Conclusion: An honest estimate of ourselves would remove much of the stress and strain from our lives, because most of us try to bear weight of responsibility far beyond our strength. We all have the “superhuman urge” and it is driving us to early graves and robbing our lives of peace and joy. You wives have demanding jobs, you keep your house, care for your families and take on outside responsibilities as though you had the time and strength of ten women.

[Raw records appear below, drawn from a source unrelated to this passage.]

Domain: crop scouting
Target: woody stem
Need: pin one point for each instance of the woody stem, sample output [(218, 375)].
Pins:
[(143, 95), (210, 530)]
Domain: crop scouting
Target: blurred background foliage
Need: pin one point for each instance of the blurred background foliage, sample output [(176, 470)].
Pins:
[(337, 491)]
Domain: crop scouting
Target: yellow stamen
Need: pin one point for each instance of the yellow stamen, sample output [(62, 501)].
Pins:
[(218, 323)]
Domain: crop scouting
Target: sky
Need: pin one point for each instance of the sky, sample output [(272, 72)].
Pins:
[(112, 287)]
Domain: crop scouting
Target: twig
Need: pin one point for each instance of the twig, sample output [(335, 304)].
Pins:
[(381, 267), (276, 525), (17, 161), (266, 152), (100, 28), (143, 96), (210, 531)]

You business men are married to your work and push and push at a hectic pace, certain that without you, the business would fall apart. And men and women, sooner or later, your tired body, like a Missouri mule, is going to quit. And the escape it often uses is sickness. A sick bed is often a warning sign, sent from God, to those who are rushing through life at breakneck speed, saying, Slow down and live! Speed Kills! I am convinced that the dark page of sickness, which is often the result of too much worry or work, does not come upon us as a punishment but as a friend. It is God’s way of slowing us down, of getting us to take stock of our lives and getting our priorities straight. Mother, which is more important; having a spotless house or having heart- to- heart talks with your children and husband? Dad, which is more important, making salesman of the month or taking time for your family? When we are thrown upon sickbeds and perhaps have a close brush with death, God often shows us the things that matter the most.
C. THE PERSONAL GOD SUFFERING PORTRAYS.
Turning to the wall, Hezekiah saw more than a wall, and talked to more than a wall. He saw and talked to God. How do we know? His prayers were answered. The sun halted in the sky. He was healed. One hundred eighty thousand Assyrians died. Every day this year, remember, God is only a prayer away. We don’t find God at the end of logic, we find Him at the end of a need. Most of our prayers are little religious acts, where out attention span is only a few minutes long. But when troubles drive us to face the uncertainty of life, the fragile nature of our life and health, and troubles too great to bear, we beat on heaven’s door with bleeding fists, until God opens the door and we know we are being heard. To know that God is there when we need Him, to see the invisible God with us, is the faith that will see us through. As the old New Year’s prayer puts it: “ I said to the man who stood at the gate of the year. Give me a Light that I may tread safely into the unknown! And he replied: Go out into the darkness and put your hand into the hand of God. That shall be to you better than light and safer than a known way.”